JD: good values because they don't price as aggressively as the market would allow?  Or are the others just not very good values?  I love winemakers and even a few owners, although the fact that you have to have money to get into to begin with (I know, exceptions exist, don't bombard me with them) means they tend to skew right of me and reflect a sense of entitlement.  Whatever.  The point is, I don't think anyone runs a winery as a charity, and as long as they feel the market will support a higher price, they will raise it.  Maybe GregT has the data, but how many wineries got a great score or made WS 100 and didn't raise the price?  Chappellet, but that's because they have been there before and it's built in.

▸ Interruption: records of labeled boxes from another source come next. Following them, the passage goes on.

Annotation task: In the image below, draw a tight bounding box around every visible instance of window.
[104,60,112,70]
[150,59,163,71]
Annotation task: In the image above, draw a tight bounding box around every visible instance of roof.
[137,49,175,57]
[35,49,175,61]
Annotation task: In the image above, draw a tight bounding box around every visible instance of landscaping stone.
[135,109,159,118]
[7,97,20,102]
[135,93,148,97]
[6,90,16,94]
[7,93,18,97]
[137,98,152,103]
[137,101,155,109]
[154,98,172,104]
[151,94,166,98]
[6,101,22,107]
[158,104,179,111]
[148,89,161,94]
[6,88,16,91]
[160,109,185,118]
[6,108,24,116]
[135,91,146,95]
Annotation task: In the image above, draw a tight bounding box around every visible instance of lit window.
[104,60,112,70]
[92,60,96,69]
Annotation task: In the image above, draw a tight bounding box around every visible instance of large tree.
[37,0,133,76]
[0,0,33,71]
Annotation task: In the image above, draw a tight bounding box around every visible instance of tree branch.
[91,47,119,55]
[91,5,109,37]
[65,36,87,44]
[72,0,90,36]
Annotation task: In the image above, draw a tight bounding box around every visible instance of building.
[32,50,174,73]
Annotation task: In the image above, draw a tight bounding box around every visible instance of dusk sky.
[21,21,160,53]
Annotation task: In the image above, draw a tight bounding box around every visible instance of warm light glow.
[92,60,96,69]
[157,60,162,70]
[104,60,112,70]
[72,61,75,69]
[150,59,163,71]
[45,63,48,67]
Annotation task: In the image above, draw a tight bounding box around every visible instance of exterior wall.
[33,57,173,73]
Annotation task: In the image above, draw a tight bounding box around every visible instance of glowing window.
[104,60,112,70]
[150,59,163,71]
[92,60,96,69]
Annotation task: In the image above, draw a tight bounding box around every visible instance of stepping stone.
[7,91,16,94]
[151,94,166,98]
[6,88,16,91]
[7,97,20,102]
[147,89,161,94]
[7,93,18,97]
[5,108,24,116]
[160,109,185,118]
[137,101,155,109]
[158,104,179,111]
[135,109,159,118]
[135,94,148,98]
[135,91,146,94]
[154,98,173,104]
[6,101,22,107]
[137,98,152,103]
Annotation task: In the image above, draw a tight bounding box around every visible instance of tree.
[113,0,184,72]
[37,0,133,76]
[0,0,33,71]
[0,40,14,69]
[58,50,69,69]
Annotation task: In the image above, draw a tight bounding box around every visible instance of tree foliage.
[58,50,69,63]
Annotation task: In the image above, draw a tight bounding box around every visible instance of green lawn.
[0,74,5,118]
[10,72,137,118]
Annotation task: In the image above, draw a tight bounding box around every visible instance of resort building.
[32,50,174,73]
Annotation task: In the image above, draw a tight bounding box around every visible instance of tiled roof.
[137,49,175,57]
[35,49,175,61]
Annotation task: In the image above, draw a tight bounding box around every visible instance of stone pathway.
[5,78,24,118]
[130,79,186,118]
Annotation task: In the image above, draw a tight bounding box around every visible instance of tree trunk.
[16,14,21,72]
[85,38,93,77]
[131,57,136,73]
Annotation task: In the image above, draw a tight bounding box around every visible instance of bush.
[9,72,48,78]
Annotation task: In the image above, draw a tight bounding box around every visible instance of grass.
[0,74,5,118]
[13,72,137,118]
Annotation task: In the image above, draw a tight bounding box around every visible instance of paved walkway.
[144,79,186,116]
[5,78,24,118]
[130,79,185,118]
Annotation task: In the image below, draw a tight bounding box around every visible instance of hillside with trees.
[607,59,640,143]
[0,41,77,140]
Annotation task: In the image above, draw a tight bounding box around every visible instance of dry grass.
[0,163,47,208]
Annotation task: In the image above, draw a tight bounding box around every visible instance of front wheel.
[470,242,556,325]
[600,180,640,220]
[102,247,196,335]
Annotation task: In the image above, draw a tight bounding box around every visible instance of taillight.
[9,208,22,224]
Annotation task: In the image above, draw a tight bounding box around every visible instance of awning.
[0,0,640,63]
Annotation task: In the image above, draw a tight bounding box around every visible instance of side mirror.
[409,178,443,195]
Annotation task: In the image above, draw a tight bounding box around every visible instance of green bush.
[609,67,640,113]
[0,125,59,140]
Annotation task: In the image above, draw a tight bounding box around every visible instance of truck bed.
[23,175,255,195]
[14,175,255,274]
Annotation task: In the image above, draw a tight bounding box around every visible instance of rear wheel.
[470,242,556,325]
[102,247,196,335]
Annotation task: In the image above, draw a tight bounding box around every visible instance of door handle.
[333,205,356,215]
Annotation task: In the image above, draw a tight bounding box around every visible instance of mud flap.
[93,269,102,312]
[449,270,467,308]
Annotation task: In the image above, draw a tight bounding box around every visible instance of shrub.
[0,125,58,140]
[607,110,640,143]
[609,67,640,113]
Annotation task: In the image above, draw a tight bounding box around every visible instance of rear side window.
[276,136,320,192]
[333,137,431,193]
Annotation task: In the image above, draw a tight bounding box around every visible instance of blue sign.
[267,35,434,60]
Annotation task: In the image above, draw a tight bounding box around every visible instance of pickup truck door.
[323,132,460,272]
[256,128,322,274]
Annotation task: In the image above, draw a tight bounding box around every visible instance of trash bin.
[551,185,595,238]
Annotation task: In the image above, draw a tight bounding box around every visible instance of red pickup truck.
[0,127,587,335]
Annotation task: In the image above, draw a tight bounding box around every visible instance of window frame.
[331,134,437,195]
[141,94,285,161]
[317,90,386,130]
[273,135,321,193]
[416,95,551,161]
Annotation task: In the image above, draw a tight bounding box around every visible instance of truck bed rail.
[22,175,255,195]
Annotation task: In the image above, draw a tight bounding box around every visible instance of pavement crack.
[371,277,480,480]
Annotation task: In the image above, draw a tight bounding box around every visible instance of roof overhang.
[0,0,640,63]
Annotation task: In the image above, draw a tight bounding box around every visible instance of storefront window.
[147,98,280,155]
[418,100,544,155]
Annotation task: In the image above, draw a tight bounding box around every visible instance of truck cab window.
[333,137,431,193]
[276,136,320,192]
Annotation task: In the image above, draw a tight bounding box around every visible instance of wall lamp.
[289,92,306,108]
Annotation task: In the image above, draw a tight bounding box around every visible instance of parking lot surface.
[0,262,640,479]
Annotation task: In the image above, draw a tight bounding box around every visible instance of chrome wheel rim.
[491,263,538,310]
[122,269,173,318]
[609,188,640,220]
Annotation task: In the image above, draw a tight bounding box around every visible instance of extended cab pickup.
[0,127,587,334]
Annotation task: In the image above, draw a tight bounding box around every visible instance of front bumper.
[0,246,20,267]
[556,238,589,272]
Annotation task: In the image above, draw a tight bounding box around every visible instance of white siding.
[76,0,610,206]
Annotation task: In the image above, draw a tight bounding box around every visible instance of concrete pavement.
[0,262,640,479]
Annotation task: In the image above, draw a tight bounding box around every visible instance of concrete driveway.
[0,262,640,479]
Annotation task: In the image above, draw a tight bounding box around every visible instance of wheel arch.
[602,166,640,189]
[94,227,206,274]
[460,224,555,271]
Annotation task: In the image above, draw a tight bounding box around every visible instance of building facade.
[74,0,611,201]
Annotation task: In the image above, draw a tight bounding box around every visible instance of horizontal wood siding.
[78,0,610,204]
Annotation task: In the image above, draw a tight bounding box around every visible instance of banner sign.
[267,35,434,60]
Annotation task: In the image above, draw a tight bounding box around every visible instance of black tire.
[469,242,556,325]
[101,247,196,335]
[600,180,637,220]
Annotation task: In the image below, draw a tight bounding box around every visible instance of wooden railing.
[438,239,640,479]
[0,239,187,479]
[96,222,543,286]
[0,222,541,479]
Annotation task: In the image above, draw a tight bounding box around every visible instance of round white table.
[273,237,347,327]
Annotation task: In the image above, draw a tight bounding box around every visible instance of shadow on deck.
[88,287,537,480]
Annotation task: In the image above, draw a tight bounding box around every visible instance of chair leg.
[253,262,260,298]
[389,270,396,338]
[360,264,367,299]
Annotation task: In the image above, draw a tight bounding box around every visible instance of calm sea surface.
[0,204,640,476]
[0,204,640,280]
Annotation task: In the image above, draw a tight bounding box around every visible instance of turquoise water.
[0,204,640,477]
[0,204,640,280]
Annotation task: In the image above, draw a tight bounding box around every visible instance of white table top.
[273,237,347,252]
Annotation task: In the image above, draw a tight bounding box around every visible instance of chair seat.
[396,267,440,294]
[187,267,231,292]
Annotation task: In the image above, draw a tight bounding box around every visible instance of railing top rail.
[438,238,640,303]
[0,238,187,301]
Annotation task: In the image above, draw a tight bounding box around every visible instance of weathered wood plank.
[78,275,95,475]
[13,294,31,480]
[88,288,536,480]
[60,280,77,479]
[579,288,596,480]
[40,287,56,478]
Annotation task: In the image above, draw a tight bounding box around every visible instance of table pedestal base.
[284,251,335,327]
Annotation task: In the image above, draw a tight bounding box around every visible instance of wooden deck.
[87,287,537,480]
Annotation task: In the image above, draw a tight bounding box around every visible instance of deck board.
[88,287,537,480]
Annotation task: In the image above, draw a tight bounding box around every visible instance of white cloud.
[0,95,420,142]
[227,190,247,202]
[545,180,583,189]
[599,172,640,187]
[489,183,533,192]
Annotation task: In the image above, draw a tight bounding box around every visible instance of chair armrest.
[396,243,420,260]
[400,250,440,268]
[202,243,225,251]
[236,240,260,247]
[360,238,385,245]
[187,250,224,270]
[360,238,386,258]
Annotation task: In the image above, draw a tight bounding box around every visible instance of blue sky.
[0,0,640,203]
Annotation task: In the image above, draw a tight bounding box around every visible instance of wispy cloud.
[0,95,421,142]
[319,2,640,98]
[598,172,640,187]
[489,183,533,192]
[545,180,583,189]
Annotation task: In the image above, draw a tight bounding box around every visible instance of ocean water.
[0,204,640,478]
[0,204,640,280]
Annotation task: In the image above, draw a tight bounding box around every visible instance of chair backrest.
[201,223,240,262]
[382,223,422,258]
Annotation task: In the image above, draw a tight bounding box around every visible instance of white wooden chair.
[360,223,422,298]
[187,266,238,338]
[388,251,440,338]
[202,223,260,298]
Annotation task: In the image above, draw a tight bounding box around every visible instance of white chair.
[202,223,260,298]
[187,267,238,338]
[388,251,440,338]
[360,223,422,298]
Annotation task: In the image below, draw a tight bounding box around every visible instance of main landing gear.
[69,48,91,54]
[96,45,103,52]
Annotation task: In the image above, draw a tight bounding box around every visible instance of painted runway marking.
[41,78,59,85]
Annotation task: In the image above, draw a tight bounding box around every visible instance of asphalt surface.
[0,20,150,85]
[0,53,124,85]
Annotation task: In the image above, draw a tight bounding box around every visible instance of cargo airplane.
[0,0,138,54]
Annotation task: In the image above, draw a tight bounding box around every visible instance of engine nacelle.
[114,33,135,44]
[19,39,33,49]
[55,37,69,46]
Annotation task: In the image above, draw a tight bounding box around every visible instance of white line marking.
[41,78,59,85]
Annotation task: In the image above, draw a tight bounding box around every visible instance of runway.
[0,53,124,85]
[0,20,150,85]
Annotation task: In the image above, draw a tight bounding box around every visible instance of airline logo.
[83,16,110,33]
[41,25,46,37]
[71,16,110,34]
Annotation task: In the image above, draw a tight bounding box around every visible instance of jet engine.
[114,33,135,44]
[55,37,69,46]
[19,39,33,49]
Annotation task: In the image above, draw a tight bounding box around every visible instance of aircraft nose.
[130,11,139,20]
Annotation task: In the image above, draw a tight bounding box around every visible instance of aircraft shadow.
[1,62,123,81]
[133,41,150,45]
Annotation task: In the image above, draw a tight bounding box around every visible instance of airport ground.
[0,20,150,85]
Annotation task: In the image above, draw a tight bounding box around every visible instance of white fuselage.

Silver Oak bought grapes from Phelan, who then went out and built a winery based on the idea that Silver Oak's purchase meant they had a $100 wine... they could market it for $80 and rake it in, right?  Wrong.  You can now buy the winery--they couldn't sell the wine, even when they got pretty good reviews, and I think the bad label, unknown name, and dopey website are at least partly to blame--they were business people who understood distribution in other industries, so they had more on the ball than some folks.  But I just loaded up on the 2004 vintage, a steal at $15.  But not worth $80 and no way worth what SO charges.  Who have lovely wineries and not nearly enough land to be making the wine out of estate grapes. They don't exactly hide that on their website, but the presence of two wineries may make it look like, gee, there's the Alexander Valley property and the Napa. It's all part of the marketing.  It works:  When they release, there's a long line of Porsches at the gates, I am told. 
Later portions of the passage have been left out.